I mean sure, it's the UI component only, and not on the lxc repo but the Zabbly one, and maybe they treat things widely differently depending.
But it's the same developer for both, and I'm willing to bet it's a similar mindset for projects.
And I swear I had a similar experience with regards to some other incus issues where there was a similar response about changes.
It's very very different between the UI and Incus itself :)
The Incus teams are low level system engineers who develop in Go or C. The UI is a pile of typescript which none of us really want to understand/touch any more than strictly needed.
The Incus UI is a soft fork (really just a small overlay) on top of the LXD UI to adjust for the API differences between LXD and Incus and for fixing the few big gripes we had with the LXD UI. Because both projects are under the same license, we can actually just follow what happen in LXD UI and pull in code from it.
Incus is a very different beast. The whole reason the project had to be started is because of Canonical's series of changes which eventually led to a re-licensing of LXD to AGPLv3. With Incus remaining Apache 2.0, none of us can even look at the LXD code without risking being "tainted". We cannot import any code from LXD since that license change and we never have. However LXD has no problem with importing Apache 2.0 code into an AGPLv3 codebase, which they have quite actively been doing.
In short Incus is a hard fork of LXD, we don't look at any LXD code or even at their issues or release announcements (mostly because it's not useful for those two). That means that everything that happened in Incus since December 2023 has been completely independent of LXD.
The Incus UI is a soft fork of the LXD UI, it's rebased every time they push a new version out and our goal is to keep the delta as small as possible as it's something we want to spend as little time on as we possibly can. It's also why we always package it as "incus-ui-canonical" to make it very clear as to what it is.
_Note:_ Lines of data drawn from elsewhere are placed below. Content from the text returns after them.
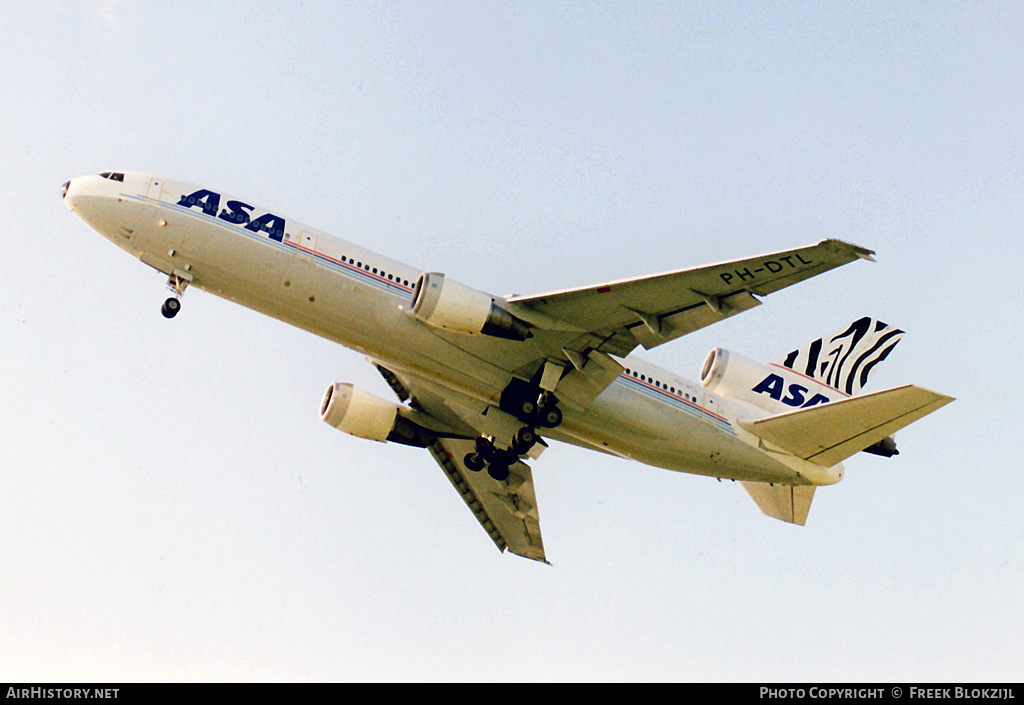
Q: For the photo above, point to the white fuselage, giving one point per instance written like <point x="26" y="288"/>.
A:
<point x="360" y="299"/>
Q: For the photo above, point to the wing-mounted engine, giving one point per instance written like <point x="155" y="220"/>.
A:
<point x="774" y="388"/>
<point x="448" y="304"/>
<point x="366" y="416"/>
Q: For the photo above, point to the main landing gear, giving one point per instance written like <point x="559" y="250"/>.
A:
<point x="499" y="461"/>
<point x="177" y="284"/>
<point x="530" y="405"/>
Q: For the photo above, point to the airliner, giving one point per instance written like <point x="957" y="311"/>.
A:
<point x="484" y="382"/>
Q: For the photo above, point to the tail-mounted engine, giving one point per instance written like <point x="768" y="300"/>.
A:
<point x="455" y="306"/>
<point x="774" y="388"/>
<point x="361" y="414"/>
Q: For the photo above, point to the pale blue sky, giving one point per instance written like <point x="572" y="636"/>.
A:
<point x="171" y="507"/>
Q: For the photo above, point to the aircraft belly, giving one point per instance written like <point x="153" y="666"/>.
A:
<point x="624" y="423"/>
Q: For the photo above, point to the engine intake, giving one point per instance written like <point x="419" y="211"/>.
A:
<point x="455" y="306"/>
<point x="774" y="387"/>
<point x="366" y="416"/>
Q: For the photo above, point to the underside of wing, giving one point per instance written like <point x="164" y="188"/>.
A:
<point x="506" y="509"/>
<point x="616" y="317"/>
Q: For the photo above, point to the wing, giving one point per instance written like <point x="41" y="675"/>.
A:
<point x="506" y="509"/>
<point x="616" y="317"/>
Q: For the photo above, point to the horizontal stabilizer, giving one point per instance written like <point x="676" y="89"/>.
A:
<point x="828" y="433"/>
<point x="787" y="502"/>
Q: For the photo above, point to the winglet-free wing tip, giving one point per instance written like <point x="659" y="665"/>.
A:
<point x="857" y="250"/>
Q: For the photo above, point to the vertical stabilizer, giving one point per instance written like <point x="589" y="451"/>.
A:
<point x="845" y="359"/>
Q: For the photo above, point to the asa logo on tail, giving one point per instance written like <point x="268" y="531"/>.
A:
<point x="775" y="386"/>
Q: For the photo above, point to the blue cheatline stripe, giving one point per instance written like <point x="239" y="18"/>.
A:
<point x="376" y="281"/>
<point x="676" y="402"/>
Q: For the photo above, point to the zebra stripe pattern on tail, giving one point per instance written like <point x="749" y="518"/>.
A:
<point x="845" y="360"/>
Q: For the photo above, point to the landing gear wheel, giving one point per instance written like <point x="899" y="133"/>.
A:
<point x="552" y="417"/>
<point x="171" y="307"/>
<point x="524" y="439"/>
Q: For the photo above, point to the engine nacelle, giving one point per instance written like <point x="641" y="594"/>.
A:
<point x="455" y="306"/>
<point x="366" y="416"/>
<point x="775" y="388"/>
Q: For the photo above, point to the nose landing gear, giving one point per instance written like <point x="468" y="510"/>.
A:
<point x="177" y="283"/>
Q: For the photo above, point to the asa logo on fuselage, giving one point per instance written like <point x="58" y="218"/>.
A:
<point x="237" y="212"/>
<point x="796" y="395"/>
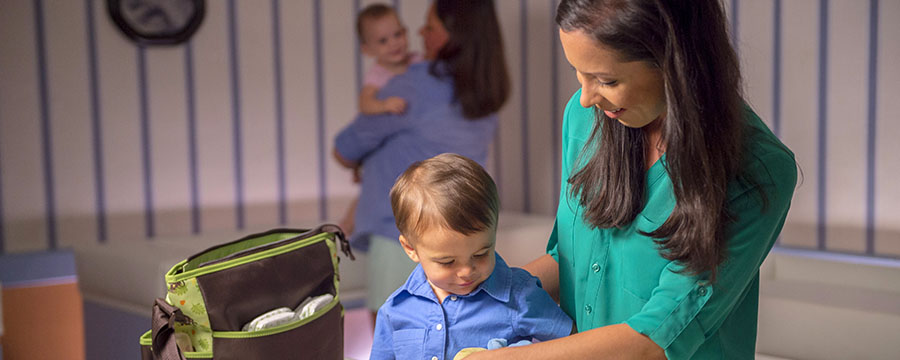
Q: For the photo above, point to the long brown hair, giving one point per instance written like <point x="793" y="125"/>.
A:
<point x="473" y="56"/>
<point x="703" y="131"/>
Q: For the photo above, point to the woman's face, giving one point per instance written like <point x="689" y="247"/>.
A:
<point x="433" y="34"/>
<point x="631" y="92"/>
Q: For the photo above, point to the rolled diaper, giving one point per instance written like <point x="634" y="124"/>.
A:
<point x="312" y="304"/>
<point x="284" y="315"/>
<point x="267" y="319"/>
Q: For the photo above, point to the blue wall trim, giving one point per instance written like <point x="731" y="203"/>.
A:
<point x="2" y="228"/>
<point x="46" y="133"/>
<point x="146" y="160"/>
<point x="236" y="116"/>
<point x="776" y="68"/>
<point x="356" y="51"/>
<point x="96" y="123"/>
<point x="872" y="127"/>
<point x="555" y="114"/>
<point x="523" y="75"/>
<point x="32" y="267"/>
<point x="192" y="136"/>
<point x="279" y="112"/>
<point x="823" y="125"/>
<point x="320" y="107"/>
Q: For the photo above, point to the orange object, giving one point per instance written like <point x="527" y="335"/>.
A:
<point x="43" y="322"/>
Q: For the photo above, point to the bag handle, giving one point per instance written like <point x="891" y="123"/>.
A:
<point x="163" y="330"/>
<point x="345" y="245"/>
<point x="302" y="234"/>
There are also other UIs out there that could be used, sadly last I checked none came close to the feature coverage of the LXD UI or they had dependency on external components (database, active web servers, ...) whereas what we want is a UI that's just a static javascript bundle which then hits our REST API like any other client.
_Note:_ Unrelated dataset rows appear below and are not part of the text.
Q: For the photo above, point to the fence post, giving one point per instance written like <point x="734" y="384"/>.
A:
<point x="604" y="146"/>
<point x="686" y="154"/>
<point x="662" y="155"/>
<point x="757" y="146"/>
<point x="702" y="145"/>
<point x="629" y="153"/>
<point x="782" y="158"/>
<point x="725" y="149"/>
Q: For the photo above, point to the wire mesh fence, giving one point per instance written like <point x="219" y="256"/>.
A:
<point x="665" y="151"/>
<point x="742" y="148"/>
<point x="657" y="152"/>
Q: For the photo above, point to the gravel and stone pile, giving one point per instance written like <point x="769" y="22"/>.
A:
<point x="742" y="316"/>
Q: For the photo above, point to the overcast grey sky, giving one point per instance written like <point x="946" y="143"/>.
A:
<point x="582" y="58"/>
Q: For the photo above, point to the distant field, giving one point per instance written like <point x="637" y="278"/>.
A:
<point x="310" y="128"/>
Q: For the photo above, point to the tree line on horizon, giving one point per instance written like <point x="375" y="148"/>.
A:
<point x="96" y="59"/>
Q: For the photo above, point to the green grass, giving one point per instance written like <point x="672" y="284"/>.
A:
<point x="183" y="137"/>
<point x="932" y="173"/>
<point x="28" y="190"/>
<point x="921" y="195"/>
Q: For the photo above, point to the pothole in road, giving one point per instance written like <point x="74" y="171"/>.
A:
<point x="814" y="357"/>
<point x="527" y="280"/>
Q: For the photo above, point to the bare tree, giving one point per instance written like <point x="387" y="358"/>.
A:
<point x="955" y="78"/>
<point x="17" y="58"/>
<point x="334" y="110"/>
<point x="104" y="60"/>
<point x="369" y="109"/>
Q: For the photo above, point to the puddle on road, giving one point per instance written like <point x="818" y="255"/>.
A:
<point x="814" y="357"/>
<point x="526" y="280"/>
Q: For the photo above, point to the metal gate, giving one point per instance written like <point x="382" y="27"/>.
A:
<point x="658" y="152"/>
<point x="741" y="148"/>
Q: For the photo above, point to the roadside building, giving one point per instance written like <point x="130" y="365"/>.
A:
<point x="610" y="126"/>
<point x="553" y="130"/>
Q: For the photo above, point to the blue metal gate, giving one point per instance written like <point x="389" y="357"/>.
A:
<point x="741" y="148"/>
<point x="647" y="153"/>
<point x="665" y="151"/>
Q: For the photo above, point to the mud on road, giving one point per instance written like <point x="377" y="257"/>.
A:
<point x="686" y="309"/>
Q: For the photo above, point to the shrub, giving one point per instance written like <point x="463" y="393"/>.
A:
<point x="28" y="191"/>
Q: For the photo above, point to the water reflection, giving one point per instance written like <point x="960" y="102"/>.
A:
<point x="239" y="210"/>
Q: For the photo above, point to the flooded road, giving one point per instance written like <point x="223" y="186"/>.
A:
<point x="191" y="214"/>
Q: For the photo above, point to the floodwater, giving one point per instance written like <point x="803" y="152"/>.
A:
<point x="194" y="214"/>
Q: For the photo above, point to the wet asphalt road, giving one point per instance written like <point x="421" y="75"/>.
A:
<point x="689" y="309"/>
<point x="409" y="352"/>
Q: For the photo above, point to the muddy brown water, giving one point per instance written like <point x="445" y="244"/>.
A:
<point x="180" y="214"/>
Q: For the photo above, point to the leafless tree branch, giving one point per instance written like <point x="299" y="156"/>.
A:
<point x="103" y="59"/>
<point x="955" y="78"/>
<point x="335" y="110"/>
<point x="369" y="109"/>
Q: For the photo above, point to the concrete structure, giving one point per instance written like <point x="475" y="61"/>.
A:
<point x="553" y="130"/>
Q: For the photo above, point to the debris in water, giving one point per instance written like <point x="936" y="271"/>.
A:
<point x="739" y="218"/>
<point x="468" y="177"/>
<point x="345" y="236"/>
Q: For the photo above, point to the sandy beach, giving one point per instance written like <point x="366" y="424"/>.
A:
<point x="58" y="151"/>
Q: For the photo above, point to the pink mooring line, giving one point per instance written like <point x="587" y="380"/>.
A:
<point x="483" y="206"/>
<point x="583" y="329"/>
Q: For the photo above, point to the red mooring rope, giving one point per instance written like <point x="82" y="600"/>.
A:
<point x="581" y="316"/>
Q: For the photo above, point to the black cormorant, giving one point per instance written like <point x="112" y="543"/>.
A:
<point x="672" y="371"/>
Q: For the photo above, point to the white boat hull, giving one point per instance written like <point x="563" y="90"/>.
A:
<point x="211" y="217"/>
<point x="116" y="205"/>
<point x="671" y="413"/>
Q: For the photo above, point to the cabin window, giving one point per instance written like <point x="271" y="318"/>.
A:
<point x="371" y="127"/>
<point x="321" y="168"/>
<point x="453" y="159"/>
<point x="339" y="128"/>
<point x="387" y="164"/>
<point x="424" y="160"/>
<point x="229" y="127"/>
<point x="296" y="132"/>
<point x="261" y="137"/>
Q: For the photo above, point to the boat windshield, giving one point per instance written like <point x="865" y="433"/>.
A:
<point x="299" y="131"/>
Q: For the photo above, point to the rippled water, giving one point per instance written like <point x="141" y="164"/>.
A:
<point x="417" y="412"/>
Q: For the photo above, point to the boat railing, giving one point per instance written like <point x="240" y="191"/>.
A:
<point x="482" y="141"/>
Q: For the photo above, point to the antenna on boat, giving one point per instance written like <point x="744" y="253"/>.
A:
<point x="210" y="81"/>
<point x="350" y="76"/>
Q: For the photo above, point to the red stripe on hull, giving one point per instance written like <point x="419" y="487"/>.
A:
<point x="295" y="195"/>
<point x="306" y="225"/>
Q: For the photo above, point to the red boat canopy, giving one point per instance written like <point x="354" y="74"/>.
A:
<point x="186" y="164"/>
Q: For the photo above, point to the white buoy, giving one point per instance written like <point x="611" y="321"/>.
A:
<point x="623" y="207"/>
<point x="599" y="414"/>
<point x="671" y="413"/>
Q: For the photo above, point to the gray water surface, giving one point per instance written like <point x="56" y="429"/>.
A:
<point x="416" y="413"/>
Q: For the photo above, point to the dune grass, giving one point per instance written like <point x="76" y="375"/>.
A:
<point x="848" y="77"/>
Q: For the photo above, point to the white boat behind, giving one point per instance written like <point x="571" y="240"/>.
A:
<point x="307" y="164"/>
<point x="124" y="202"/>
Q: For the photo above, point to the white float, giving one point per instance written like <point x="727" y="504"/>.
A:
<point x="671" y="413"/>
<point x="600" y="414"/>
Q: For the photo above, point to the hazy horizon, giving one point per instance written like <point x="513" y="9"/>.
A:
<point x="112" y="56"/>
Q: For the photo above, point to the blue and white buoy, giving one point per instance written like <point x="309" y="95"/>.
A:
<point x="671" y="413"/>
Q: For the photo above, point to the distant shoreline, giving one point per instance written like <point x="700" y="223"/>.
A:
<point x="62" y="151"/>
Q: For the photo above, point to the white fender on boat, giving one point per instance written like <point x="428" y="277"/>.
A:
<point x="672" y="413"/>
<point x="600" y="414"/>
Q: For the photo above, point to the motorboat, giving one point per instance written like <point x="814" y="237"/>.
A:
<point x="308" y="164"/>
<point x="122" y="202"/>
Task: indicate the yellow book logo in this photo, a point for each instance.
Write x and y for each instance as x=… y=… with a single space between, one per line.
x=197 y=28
> https://github.com/zabbly/incus/issues/89#issuecomment-30764...
> I mean sure, it's the UI component only, and not on the lxc repo but the Zabbly one, and maybe they treat things widely differently depending.
This one is fair since Incus and Zabbly have had no desire to reimplement a web UI, they've instead opted to leave that to the community resulting in LXConsole for example.
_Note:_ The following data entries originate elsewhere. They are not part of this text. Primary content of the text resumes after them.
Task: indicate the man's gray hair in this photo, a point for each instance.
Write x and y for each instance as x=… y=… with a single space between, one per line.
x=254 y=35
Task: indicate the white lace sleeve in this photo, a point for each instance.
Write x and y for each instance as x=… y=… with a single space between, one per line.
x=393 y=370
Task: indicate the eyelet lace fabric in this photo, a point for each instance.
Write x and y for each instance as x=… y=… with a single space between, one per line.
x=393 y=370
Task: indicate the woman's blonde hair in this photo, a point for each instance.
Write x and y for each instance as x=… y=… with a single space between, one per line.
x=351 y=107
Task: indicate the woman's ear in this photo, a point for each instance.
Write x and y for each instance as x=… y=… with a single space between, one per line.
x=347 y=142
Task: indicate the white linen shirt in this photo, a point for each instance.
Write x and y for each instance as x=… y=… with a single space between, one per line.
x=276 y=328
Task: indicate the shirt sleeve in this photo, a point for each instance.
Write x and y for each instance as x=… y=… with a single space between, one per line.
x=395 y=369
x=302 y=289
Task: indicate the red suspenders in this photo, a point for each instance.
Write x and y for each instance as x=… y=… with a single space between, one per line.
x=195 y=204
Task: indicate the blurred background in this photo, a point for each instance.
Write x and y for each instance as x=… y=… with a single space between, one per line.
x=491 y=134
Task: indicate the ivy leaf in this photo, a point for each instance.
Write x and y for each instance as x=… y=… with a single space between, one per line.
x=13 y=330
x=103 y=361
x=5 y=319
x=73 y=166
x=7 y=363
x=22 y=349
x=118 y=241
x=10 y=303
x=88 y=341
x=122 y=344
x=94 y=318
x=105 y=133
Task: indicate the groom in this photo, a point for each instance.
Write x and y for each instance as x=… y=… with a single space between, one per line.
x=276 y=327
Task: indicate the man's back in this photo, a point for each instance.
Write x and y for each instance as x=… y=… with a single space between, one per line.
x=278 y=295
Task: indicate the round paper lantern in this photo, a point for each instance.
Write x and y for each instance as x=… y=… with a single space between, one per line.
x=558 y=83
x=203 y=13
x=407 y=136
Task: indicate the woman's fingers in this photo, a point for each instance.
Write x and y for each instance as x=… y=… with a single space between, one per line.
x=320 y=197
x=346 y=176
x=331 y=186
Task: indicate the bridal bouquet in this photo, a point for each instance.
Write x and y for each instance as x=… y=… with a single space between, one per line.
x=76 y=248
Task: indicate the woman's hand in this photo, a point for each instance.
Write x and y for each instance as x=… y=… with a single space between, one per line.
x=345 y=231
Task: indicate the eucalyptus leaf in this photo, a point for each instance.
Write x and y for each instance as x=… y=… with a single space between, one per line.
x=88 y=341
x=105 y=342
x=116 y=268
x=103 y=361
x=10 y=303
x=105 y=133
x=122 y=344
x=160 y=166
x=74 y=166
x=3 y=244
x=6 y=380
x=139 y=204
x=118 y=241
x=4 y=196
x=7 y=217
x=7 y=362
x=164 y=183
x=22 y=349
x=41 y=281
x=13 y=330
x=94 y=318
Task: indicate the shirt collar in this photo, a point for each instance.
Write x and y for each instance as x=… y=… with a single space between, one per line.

Zabbly, for additional context, is Stephane Graber's company that he set up as a consultant service for Linux and Linux Container (both in terms of the Linux Container organization and the LXC project)
As a whole, the project has left the choice of web interface up to the user: https://discuss.linuxcontainers.org/t/incus-6-7-has-been-rel...
> But it's the same developer for both, and I'm willing to bet it's a similar mindset for projects.
This is getting dangerously close to a mischaracterization of events surrounding the Linux Containers and Canonical split.
See: https://stgraber.org/2023/12/12/lxd-now-re-licensed-and-unde... in addition to: https://linuxcontainers.org/incus/announcement/
EDIT: I read this part to suggest that former LXD team members that are now on the Incus team potentially have the same mindset, if this is wrong, please correct me.
> And I swear I had a similar experience with regards to some other incus issues where there was a similar response about changes.
So far from my two years of interaction (both as a lurker and commenter) on the forums and purveyor on the issue tracker, I've yet to see anything that resembles treating Canonical LXD as any form of upstream especially since the split.
It's software for a private cloud and can convert your legacy VMWare into IncusOS.
My home lab is not a private cloud and I don't use VMWare.